Colophon. È parola antica assai familiare ai bibliofili e a chi s’interessa di libri; il greco Κολοφῶν in italiano corrisponde a: “termine/conclusione”. Occupa l’ultima pagina dei manoscritti e dei primi libri a stampa e contiene le annotazioni bibliografiche e tipografiche, il nome del luogo e la data di stampa, talvolta il nome del mecenate editore, l’insegna commerciale dello stampatore o del libraio, non di rado impreziosito da espressioni di encomio. Rimane in uso corrente fino al definitivo affermarsi del frontespizio nel XVI secolo1.
Il colophon vive ancora e convive col frontespizio, soprattutto nelle edizioni pregiate, riportando spesso anche informazioni sul carattere tipografico, sulle modalità di stampa, sul tipo di carta, sulla tiratura: quasi una sintetica storia, insomma, della nascita dell’edizione.
Oggi con l’affermarsi della scrittura elettronica, dell’e-book, dei quotidiani on line e del web, il libro si avvia a perdere copertina, pagina, legatura e, in una parola, corpo fisico, per smaterializzarsi nella rete.

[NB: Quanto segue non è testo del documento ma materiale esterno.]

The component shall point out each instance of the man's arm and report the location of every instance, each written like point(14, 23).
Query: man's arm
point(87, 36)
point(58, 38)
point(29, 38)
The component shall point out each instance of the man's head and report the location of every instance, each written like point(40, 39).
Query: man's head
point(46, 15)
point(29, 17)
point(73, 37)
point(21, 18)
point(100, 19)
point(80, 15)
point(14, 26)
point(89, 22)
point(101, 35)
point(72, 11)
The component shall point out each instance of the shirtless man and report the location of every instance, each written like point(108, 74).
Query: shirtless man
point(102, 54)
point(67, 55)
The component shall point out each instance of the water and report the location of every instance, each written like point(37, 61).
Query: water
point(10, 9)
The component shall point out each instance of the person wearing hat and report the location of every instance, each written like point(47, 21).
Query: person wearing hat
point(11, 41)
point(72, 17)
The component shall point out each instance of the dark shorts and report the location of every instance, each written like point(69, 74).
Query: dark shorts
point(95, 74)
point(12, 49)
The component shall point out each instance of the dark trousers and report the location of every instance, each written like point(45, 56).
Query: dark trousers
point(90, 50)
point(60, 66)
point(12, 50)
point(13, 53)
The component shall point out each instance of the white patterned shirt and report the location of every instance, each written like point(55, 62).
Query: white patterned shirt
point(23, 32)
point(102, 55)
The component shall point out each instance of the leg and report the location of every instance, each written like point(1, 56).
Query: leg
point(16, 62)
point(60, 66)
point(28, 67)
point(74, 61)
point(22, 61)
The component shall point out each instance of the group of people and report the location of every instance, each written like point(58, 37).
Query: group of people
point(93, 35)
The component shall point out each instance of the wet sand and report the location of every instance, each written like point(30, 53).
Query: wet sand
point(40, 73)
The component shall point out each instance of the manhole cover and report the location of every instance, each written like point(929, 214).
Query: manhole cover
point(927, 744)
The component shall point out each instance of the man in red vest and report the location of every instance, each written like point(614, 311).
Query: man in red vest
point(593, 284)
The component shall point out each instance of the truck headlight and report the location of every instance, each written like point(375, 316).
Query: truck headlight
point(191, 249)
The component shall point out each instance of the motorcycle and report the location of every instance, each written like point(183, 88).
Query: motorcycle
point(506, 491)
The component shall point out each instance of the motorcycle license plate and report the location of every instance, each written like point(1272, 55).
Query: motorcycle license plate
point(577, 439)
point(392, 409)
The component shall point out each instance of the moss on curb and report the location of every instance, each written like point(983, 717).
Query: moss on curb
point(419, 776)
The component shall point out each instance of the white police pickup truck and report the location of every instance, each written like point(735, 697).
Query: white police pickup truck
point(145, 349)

Avviene qualcosa di paragonabile a quanto successe alla nascita della stampa a caratteri mobili con la disputa tra i neofiti dell’invenzione di Gutenberg e gli eruditi bibliofili; gli uni entusiasti della grande diffusione del sapere che il nuovo libro consentiva; gli altri fieri osteggiatori della novità, che non avrebbero mai rinunciato alla bellezza di manoscritti miniati e non si sarebbero mai rassegnati al nuovo libro, prodotto in serie. Per non parlare degli amanuensi e delle copisterie che perdevano il lavoro.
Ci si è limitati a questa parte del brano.